PM Blames Protests on ‘Terrorists’

Second Prime Minister Hun Sen has blamed last month’s violence during a crackdown on opposition demonstrations on “agent provocateurs” and “terrorists” organizing the protests.

“It was clear that the demonstrations were well coordinated by terrorist groups and a handful of foreign nationals who provided support and protection to their leaders,” Hun Sen wrote to two senior US lawmakers.

In a new salvo in the public-relations war between the government and the opposition, Hun Sen said the government was preparing a white paper to dispel “erroneous” information and invited the US lawmakers to come to Cambodia and examine the situation themselves.

The letter was in reply to Sena­tors John Kerry and John Mc­Cain, who wrote last week to Hun Sen to complain of what they called violent government repression of peaceful demonstrators.

At least two people were killed in last month’s demonstrations, as police used live ammunition to disperse protesters. Some dem­onstrators were armed with rocks and bottles.

The second premier decried the “unconscionable allegation” that the government used force to crush peaceful protests. He replied that the senators “are the recipients of…false or misleading information about the situation here.”

“I can assure you that the demonstrators had a number of agent provocateurs who were anything but peaceful and that our security personnel acted with great restraint, acting forceful only when forced to by the mob,” he wrote.

The Hun Sen government has recently been fighting against negative publicity in the US as Dana Rohrabacher, a California congressman with a large Cambodian-American constituency, pushes a petition condemning Hun Sen as a war criminal.

The US government also has withheld approval of the July 26 elections, saying that it will wait until formation of a new government before passing judgment. The European Union, Asean and other major donor countries have given basic approval to the election results.

The CPP won a majority of seats in the National Assembly, but lacks the two-thirds majority needed to form a government.

The opposition Funcinpec and the Sam Rainsy Party have refused to enter a coalition government.

The US position of not recognizing the elections until a new government takes office threatens millions of dollars in foreign aid. US opposition also could deny the current government Cambodia’s seat in the UN.

Hun Sen complained in his letter that the US lawmakers seemed to be more receptive to the message of opposition politicians than to the rest of the international community.

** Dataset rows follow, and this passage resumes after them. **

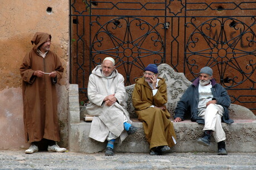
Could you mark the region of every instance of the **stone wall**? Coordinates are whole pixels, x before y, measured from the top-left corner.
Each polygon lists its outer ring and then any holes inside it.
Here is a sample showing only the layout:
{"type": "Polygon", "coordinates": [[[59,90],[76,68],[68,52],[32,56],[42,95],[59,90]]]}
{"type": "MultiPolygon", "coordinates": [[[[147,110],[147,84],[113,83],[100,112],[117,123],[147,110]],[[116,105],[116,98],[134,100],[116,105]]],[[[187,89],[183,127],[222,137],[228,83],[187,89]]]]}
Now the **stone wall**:
{"type": "Polygon", "coordinates": [[[23,124],[19,66],[35,33],[51,34],[51,49],[65,68],[57,86],[60,145],[67,147],[68,1],[0,1],[0,149],[27,148],[23,124]]]}

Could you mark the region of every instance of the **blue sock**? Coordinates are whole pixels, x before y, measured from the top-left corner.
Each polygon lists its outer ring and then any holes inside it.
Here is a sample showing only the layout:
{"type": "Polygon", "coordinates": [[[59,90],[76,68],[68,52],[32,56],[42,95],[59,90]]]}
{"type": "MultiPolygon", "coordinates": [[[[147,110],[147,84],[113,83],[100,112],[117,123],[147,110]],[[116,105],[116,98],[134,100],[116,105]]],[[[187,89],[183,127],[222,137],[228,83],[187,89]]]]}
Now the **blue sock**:
{"type": "Polygon", "coordinates": [[[112,140],[109,141],[109,142],[107,142],[107,147],[110,147],[110,148],[114,149],[114,142],[115,142],[115,140],[116,139],[112,139],[112,140]]]}
{"type": "Polygon", "coordinates": [[[124,123],[124,127],[125,127],[125,129],[126,131],[128,131],[129,130],[130,127],[131,126],[131,124],[127,122],[125,122],[125,123],[124,123]]]}

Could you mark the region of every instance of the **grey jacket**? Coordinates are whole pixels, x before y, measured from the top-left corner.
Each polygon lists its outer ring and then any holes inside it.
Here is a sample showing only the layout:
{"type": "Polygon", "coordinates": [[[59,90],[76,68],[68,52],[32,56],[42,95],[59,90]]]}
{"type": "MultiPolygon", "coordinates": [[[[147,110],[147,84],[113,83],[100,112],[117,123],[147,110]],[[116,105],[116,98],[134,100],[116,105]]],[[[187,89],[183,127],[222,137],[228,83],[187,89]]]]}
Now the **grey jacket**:
{"type": "MultiPolygon", "coordinates": [[[[231,124],[234,121],[229,119],[228,107],[231,103],[228,92],[222,86],[216,83],[214,79],[211,79],[211,92],[213,93],[213,99],[217,101],[218,104],[221,105],[224,110],[222,122],[228,124],[231,124]]],[[[198,86],[199,84],[199,78],[196,78],[185,92],[180,100],[177,104],[175,110],[175,115],[174,118],[180,117],[184,120],[186,114],[190,114],[191,121],[196,122],[199,124],[204,124],[204,119],[198,116],[198,105],[199,98],[198,86]]]]}

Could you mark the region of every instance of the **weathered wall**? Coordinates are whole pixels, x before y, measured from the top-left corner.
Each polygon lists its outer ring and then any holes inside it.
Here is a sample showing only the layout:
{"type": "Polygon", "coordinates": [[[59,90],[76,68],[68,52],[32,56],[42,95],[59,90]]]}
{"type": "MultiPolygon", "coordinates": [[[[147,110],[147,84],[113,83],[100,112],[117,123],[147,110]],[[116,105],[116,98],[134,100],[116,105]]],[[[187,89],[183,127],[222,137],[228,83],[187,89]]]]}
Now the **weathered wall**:
{"type": "Polygon", "coordinates": [[[0,149],[27,148],[19,66],[38,31],[51,34],[51,49],[65,68],[57,86],[61,142],[67,147],[68,1],[0,1],[0,149]],[[47,9],[51,9],[47,12],[47,9]]]}

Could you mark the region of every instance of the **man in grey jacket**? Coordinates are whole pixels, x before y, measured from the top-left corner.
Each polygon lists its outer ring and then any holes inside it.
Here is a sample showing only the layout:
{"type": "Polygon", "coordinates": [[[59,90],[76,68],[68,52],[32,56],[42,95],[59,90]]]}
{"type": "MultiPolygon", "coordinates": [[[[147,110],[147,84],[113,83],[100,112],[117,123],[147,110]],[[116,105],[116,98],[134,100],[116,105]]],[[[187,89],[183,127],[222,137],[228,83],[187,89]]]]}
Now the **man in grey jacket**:
{"type": "Polygon", "coordinates": [[[114,155],[114,143],[119,138],[121,143],[127,134],[135,133],[138,128],[131,126],[126,110],[126,91],[124,77],[115,69],[115,60],[104,59],[89,77],[86,106],[88,114],[94,116],[89,137],[104,142],[108,141],[105,155],[114,155]]]}
{"type": "Polygon", "coordinates": [[[192,121],[205,124],[204,135],[197,142],[210,146],[213,134],[218,143],[218,154],[227,155],[226,137],[221,120],[228,124],[234,122],[228,114],[231,100],[227,91],[213,78],[211,68],[205,67],[201,69],[199,77],[188,88],[178,103],[174,122],[183,121],[184,114],[190,112],[192,121]]]}

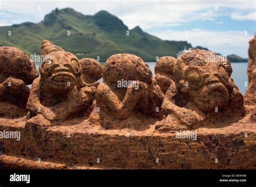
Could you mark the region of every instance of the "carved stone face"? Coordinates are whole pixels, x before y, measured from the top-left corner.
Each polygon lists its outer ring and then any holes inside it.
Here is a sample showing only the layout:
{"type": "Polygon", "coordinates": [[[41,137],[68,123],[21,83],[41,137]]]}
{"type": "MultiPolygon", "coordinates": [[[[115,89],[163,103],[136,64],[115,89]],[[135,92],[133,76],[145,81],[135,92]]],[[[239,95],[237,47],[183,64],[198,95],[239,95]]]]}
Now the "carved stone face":
{"type": "Polygon", "coordinates": [[[181,55],[176,75],[187,99],[201,110],[209,112],[228,104],[233,84],[223,63],[206,61],[205,55],[192,51],[181,55]]]}
{"type": "Polygon", "coordinates": [[[0,74],[20,79],[26,85],[32,84],[39,76],[35,63],[29,56],[13,47],[0,47],[0,74]]]}
{"type": "Polygon", "coordinates": [[[80,77],[80,66],[73,54],[53,52],[45,56],[39,67],[42,81],[55,91],[62,92],[73,89],[80,77]]]}
{"type": "Polygon", "coordinates": [[[130,54],[110,56],[103,67],[103,80],[106,84],[116,84],[122,80],[139,81],[150,85],[153,75],[147,64],[139,57],[130,54]]]}

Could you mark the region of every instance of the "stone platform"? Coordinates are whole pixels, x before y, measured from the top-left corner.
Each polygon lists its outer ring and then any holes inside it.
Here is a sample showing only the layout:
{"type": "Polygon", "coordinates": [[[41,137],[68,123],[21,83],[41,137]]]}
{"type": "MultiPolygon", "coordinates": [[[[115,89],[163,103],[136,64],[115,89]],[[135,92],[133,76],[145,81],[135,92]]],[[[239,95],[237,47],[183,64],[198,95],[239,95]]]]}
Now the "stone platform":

“You are already aware that the vast majority of the observer groups pronounced our election as free and fair,” he wrote. “Is it fair to dismiss the international observers’ reports and to back up the bad losers’ allegations as being the sole and the whole truth?”

Hun Sen added that even Stephen Solarz, head of the US-based National Democratic Institute observer team, described the election as “a Miracle on the Mekong.”

Solarz, however, has since retracted that phrase, and the NDI has issued several critical reports on what it described as an atmosphere of intimidation leading up to the elections.

Hun Sen denied that the vote results were influenced by scare tactics.

“Everyone was impressed…with the high turnout of voters and [the] enthusiasm they showed in exercising their right to vote in secret ballots,” he wrote to McCain and Kerry. “Thus, how can you believe the often-repeated allegations that the voters were subjected to acts of violence and intimidation?”

Hun Sen accused the opposition parties of starting “to cry foul” only when they realized they were losing.

“This is a unique case in the world when the losers hold the winners, the Cambodian nation and the international community hostage to their irrational allegations and demands.”